Ukraine wasn't "set to station nuclear missiles" either, unless we're in pre-crime territory.
They wouldn't need to be-- yet-- for it to be the case that they very nearly may as well be, from the Russian perspective it only being a matter of time as subsequent developments would be out of Russian control. NATO membership implies mutual defense with America's gigantic nuclear arsenal, and unlike the Soviet Union, the United States has never pledged a no first use policy (not that I'd necessarily trust it if it did...) NATO has callously disregarded Russia's security concerns over Ukraine's aspiration to join NATO and there is no particular reason to think that NATO would suddenly develop an interest in the issue
after guaranteeing Ukrainian mutual defense. Nuclear missiles stationed in Ukraine would be absolutely unacceptable in a situation in which the United States and Russia are the pillars of an international order based on the mutually assured destruction of both; it is simply too close for it to be reasonable for Russia to be able to figure out whether they're under attack in the case of any anomalous radar or other intelligence data, so you would virtually guarantee a Russian launch by accident. And the potential for nuclear missiles to be stationed in Ukraine while Ukraine is protected by mutual defense treaty with the United States nuclear arsenal means that Russia, by the time Ukraine was a part of NATO, would have no recourse other than an escalation to probable nuclear war or the United States and Ukraine unilaterally deciding never to put missiles in Ukraine (NATO membership would naturally obviate any compunction to abide by the Budapest Memorandum, because what would be the point? Some minor concessions on economic pressure that Russia was not apparently respecting anyway so far as I can tell; the Budapest memorandum would be superfluous for Ukraine given NATO membership). That is not an acceptable place to be in. It would be national security and the fate of humanity relegated to prayer.

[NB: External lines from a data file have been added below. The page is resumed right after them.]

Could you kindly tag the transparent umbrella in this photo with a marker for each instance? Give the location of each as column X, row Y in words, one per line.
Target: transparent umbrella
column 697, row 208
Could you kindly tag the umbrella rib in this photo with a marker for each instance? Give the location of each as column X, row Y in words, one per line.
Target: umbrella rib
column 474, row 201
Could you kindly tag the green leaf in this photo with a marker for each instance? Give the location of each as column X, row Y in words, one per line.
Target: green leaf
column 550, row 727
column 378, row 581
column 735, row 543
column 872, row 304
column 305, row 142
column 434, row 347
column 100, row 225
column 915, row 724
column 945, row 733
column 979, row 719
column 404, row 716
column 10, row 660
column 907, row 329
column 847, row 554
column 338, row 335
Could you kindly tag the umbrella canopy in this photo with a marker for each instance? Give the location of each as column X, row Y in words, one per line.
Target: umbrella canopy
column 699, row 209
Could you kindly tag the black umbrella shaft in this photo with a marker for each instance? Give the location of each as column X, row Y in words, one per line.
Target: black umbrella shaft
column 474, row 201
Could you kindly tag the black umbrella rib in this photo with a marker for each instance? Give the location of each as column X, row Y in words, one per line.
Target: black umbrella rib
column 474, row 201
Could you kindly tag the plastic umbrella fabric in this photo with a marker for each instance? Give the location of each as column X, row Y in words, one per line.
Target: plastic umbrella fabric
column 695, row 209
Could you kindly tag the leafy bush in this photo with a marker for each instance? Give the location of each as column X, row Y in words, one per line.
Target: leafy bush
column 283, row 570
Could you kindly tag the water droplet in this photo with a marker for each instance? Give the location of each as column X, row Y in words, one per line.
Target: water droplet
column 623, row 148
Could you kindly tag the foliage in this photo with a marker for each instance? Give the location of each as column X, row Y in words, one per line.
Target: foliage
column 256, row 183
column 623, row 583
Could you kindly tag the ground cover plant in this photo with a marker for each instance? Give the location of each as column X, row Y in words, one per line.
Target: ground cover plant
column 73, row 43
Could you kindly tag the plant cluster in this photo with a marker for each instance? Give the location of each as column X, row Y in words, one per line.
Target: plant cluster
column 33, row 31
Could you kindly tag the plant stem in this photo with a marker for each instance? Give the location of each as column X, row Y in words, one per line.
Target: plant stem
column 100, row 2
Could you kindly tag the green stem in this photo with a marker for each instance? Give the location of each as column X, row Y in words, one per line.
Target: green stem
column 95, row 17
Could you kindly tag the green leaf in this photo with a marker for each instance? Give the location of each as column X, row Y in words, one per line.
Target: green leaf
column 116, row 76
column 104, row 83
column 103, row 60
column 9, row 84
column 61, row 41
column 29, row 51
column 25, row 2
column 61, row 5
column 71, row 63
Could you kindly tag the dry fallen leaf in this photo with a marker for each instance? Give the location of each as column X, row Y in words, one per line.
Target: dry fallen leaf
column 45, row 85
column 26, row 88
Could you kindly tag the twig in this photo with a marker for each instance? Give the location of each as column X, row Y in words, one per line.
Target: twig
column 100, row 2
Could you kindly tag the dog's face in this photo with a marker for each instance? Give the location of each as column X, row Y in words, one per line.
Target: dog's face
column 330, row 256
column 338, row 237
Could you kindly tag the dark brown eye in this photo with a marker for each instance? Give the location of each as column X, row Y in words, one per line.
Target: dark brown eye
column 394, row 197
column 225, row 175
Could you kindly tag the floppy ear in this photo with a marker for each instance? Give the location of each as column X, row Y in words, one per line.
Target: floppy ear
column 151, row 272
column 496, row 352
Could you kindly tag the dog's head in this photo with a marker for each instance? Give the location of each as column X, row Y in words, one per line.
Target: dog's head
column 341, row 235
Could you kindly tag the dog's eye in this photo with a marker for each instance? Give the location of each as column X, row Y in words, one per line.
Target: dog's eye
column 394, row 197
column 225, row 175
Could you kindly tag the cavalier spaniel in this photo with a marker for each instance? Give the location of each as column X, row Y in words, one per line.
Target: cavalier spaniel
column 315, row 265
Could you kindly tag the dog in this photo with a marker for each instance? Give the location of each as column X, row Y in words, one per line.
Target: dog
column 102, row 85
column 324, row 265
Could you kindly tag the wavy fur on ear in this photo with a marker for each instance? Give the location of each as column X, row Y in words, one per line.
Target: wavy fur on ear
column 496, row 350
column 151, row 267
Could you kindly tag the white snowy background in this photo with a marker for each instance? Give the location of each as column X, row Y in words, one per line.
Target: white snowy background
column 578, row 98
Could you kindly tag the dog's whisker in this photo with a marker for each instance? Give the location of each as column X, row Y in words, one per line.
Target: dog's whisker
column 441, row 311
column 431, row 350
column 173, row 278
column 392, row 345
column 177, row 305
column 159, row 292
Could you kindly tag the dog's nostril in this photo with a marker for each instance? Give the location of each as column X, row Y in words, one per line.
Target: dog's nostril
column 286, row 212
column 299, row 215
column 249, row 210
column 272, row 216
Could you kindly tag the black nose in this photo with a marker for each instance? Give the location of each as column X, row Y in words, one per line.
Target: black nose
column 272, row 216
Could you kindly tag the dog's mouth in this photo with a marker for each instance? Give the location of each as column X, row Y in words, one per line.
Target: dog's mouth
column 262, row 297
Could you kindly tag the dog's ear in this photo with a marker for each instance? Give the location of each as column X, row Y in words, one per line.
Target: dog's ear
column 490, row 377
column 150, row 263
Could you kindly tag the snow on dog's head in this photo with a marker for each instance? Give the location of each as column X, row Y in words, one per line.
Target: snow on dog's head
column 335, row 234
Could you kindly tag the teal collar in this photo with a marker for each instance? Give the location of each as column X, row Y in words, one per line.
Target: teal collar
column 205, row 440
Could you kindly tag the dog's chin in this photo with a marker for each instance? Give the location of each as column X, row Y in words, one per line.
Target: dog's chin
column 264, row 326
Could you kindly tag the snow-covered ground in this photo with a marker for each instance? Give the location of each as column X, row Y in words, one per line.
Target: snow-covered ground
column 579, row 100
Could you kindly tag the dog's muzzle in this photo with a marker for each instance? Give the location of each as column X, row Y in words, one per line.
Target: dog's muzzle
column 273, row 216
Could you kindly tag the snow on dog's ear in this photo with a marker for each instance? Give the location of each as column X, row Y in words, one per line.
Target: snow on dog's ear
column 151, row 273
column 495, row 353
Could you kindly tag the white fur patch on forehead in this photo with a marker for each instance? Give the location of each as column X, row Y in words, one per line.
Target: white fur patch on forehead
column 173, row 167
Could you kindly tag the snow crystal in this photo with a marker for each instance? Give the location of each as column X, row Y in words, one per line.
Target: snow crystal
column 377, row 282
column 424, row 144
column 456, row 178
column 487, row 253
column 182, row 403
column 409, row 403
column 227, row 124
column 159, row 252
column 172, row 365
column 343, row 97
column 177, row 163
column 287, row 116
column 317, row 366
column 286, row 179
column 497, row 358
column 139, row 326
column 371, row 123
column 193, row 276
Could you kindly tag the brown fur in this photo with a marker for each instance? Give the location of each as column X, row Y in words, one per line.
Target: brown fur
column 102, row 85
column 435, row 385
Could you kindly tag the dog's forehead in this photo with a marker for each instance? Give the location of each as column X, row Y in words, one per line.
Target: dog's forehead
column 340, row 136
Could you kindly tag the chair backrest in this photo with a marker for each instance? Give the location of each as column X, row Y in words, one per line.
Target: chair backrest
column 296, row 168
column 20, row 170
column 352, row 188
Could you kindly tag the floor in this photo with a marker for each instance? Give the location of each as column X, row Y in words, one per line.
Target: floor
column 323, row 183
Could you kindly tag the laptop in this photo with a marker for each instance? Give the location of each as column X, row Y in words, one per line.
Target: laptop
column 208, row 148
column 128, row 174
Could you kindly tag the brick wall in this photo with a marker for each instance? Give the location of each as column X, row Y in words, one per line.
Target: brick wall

Or to put it in a more visual manner:
Ukraine has neither nukes nor NATO membership -> Ukraine has NATO membership -> Ukraine has nukes
... is a chain that can only be stopped at the first of those three stages without an unacceptable risk of nuclear war. So if Russia is to stop the threat of Ukraine having both nukes and NATO membership, it has to do so before it has a NATO or any other NATO-like security guarantee. Granted, none of these steps necessitates the next step. But apart from the first, they completely nullify any Russian say in the matter of whether the next step is taken. Now, you can argue that Russia was early, perhaps, in abandoning hope of a diplomatic resolution without such a largescale invasion because much of NATO seemed not to want Ukraine to join anyway. On the other hand, it has been literal years of both NATO and Ukraine ignoring Russia's entreaties on this topic, and, while Ukraine didn't have NATO membership, it was receiving "lethal aid" from some very high profile NATO members in order ostensibly to fortify itself, another process that, allowed to go on long enough, could very well result in Russia having no leverage capable of stopping nuclear weapons from being placed in Ukraine. So there you go, that's the Russian rationale that actually makes good sense (not to be confused with the nationalist rhetoric which largely doesn't, or at least isn't at all persuasive to anyone but people like Navalny).
Can you blame Putin for not proposing a trade of Crimea for the desired guarantee of Ukrainian neutrality as was apparently an idea in Russia in 2014? In my opinion, yes. But that ship seems to have sailed.